Over the last decade, advocates seeking to represent embryos that might be killed in stem-cell research have challenged funding for such research, according to Judith F. Daar, a professor at Whittier Law School, but the courts rejected the cases, saying they had no standing to sue on behalf of such an amorphous group of embryos.

“These new cases are different in that they deal with specific identifiable embryos,” she said. “And the outside groups here are not trying to represent the embryos, but rather to make a case that the standard used should be the best interest of the embryo.”

The embryo disputes somewhat echo well-known right-to-die cases in which anti-abortion groups fought the removal of life support from patients in vegetative states — among them Karen Ann Quinlan, Terri Schiavo and Nancy Cruzan.

“The frozen-embryo cases make the same argument,” said Gerard Nieters, legislative director of Missouri Right to Life. “It’s an obvious area for us, since this is what we’re about, the protection of innocent human life, from conception till natural death.”

Also like the so-called right-to-die suits, the embryo cases raise questions about outside interest groups’ involvement in wrenching family disputes, like the one in Missouri.

In April, a Family Court commissioner found that the embryos were not children under Missouri law, but a unique form of marital property, which she awarded jointly to Gadberry and McQueen, for use only if both agreed. The commissioner, Victoria McKee, said using the embryos could violate the right not to be forced to procreate and create complex emotional tangles for the children.

“They would have to navigate why one parent did not want to actively parent the new child,” McKee wrote. “How difficult would it be for one parent to pick up the twins and not take an active role in the life of a new child standing right beside them? How difficult would it be for the newborn child?”

McQueen said she had told her 8-year-old twins that she was fighting for their brothers and sisters. “I answer their questions as best I can,” said McQueen, a lawyer who has formed an organization called Embryo Defense to support others in cases like hers. “It’s a very emotional thing,” she said.

McQueen added in an interview that she had for years considered herself a backer of abortion rights. But she is now very comfortable with her support from Missouri Right to Life, Lawyers for Life and the American Association of Pro-life Obstetricians and Gynecologists. “I would have been happy if the pro-choice groups had filed on my behalf,” she added, “because it is an important case and there are arguments on both sides.”

At trial, no one mentioned a provision in Missouri’s 1988 abortion law, which says that human life begins at conception and that “unborn children have protectable interests in life, health and well-being.” In the decision, McKee wrote instead, “Missouri courts and legislature provide no guidance on these issues.”

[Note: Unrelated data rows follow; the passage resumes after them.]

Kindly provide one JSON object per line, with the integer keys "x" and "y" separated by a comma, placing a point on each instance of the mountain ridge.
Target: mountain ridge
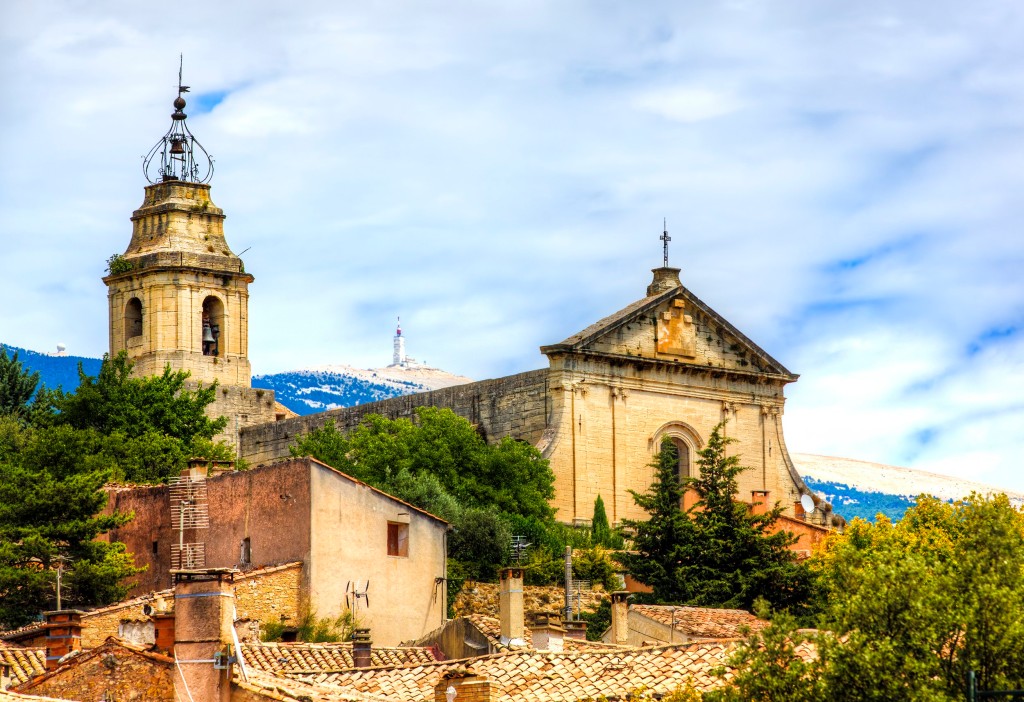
{"x": 856, "y": 488}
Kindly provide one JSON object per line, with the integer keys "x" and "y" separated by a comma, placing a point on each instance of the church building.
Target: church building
{"x": 179, "y": 296}
{"x": 664, "y": 366}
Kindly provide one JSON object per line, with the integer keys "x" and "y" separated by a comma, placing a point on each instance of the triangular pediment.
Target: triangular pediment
{"x": 673, "y": 326}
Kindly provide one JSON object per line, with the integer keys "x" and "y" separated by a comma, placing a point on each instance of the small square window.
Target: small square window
{"x": 397, "y": 539}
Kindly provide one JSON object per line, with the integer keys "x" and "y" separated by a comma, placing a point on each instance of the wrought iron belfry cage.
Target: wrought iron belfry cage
{"x": 178, "y": 156}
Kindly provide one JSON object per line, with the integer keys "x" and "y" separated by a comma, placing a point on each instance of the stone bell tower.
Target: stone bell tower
{"x": 178, "y": 296}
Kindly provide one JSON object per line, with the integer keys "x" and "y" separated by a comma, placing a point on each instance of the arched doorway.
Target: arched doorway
{"x": 133, "y": 318}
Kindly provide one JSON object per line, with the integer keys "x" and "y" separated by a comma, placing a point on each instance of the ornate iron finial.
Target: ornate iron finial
{"x": 665, "y": 239}
{"x": 178, "y": 156}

But the anti-abortion groups say failure to consider the Missouri law, plus the lack of scientific testimony on fetal growth, provides grounds for a reversal.

“This court should recognize, as the trial court did not, what science now unmistakenly establishes and what the Missouri General Assembly has acknowledged in the law of this state — new human life is created at the instant of sperm-oocyte binding,” their appeal brief said.

Schlesinger disagrees.

“The language is from the preface to an abortion bill,” he said. “No one was thinking about frozen embryos when it passed. And if anyone tried to enforce it, I would say it’s illegal under Roe v. Wade.”

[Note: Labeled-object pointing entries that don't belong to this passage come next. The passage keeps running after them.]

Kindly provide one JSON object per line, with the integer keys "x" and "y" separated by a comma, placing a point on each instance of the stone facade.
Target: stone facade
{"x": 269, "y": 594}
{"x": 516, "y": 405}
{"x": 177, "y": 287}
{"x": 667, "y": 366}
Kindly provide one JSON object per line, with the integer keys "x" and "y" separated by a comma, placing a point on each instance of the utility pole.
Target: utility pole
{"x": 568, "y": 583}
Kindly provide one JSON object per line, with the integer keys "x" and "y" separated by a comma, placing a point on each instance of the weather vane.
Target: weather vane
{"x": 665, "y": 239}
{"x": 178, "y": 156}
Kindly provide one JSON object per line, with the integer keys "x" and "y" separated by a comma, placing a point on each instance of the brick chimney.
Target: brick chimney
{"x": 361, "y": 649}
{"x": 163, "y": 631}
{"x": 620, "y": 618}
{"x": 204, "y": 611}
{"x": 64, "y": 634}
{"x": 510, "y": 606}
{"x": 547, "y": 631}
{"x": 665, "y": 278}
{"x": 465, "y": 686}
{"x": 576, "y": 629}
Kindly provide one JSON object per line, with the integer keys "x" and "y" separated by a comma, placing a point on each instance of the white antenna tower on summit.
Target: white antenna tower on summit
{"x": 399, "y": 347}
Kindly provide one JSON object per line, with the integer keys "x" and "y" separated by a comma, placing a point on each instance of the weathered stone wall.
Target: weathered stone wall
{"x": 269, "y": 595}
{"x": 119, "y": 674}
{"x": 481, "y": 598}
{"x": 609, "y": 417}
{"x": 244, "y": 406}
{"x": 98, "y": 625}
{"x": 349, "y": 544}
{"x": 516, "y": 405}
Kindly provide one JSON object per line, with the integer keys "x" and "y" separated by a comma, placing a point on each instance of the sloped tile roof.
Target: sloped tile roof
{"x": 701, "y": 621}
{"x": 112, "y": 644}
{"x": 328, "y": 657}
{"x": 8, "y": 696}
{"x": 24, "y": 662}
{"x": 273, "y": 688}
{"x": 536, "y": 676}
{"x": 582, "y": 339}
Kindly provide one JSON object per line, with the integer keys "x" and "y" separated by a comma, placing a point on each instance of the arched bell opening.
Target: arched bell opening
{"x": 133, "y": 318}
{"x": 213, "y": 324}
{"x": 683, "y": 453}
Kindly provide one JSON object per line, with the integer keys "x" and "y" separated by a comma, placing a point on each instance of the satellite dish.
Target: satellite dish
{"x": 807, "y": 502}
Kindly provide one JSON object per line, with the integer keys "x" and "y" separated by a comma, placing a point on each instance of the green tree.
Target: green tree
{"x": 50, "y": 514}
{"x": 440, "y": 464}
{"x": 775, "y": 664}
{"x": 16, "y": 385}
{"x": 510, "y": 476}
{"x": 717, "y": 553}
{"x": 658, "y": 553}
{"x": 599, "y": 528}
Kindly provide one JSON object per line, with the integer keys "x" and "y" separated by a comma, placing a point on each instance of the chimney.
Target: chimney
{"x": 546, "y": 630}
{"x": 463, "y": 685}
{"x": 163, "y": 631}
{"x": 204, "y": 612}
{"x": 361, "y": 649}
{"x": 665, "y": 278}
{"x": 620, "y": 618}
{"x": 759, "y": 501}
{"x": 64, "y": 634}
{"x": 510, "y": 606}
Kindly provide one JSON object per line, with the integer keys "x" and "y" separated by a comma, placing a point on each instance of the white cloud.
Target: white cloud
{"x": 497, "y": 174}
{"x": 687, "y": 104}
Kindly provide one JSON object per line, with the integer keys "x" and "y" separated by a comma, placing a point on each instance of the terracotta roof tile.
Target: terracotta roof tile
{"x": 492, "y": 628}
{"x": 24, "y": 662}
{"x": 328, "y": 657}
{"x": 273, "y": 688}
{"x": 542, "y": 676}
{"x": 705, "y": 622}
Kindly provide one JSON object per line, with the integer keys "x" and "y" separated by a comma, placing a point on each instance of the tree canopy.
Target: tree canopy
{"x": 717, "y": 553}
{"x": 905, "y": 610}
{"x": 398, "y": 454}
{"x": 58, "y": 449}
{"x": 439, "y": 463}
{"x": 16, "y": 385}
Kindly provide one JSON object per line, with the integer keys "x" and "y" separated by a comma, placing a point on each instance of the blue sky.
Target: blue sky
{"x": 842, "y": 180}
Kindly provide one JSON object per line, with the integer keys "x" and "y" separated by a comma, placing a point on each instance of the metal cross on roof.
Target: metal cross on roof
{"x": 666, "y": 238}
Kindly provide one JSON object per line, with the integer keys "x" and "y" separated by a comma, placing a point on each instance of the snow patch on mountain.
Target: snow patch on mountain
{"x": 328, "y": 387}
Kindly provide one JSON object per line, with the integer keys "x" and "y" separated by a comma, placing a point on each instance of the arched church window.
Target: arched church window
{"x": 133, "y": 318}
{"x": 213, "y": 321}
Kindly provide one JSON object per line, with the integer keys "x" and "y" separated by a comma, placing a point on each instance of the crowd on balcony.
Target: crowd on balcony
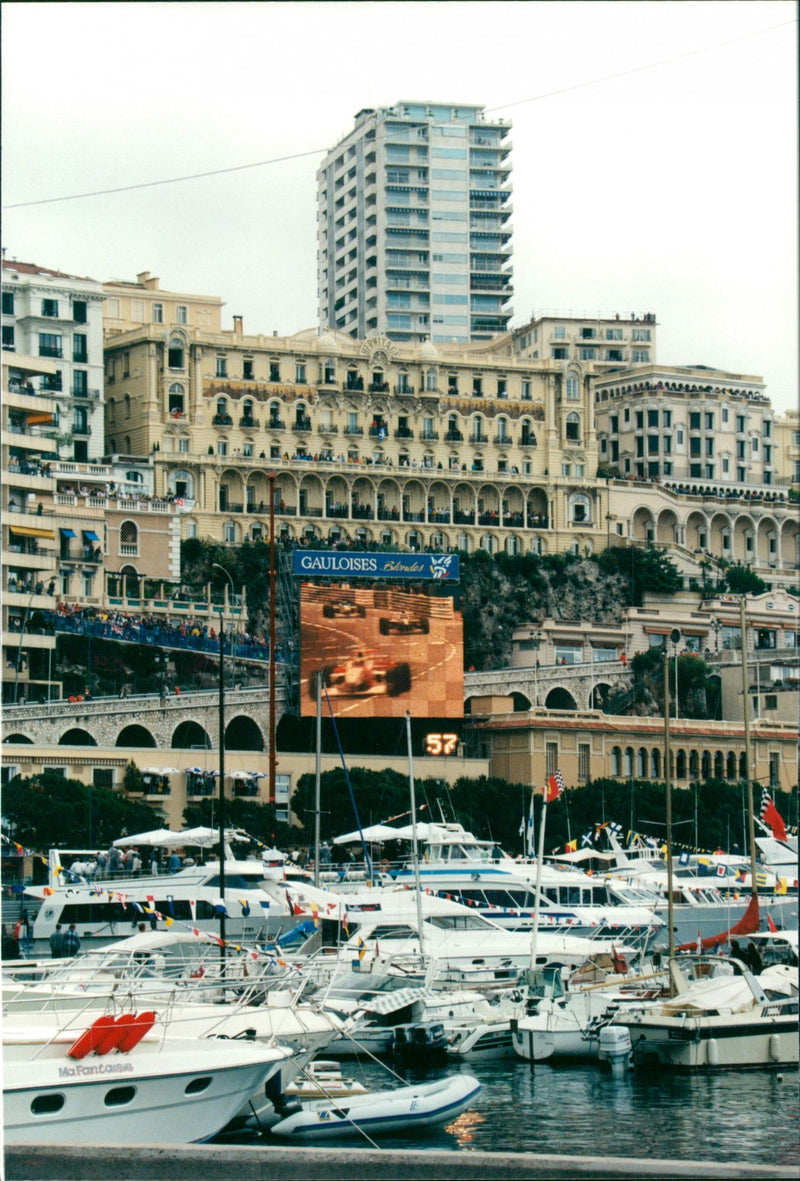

Missouri has spawned other cases about the boundaries of personhood, including the Cruzan case, in which the Supreme Court established the right to die but found that the state could require “clear and convincing evidence” that the patient would have wanted that.

Missouri also produced the court’s infamous 1857 Dred Scott case, in which it ruled that a slave was not a citizen, but property — a parallel that McQueen’s backers draw. In their brief they wrote, “our sorry legacy of having enslaved human beings” should “raise a red flag of caution” about treating embryos as property.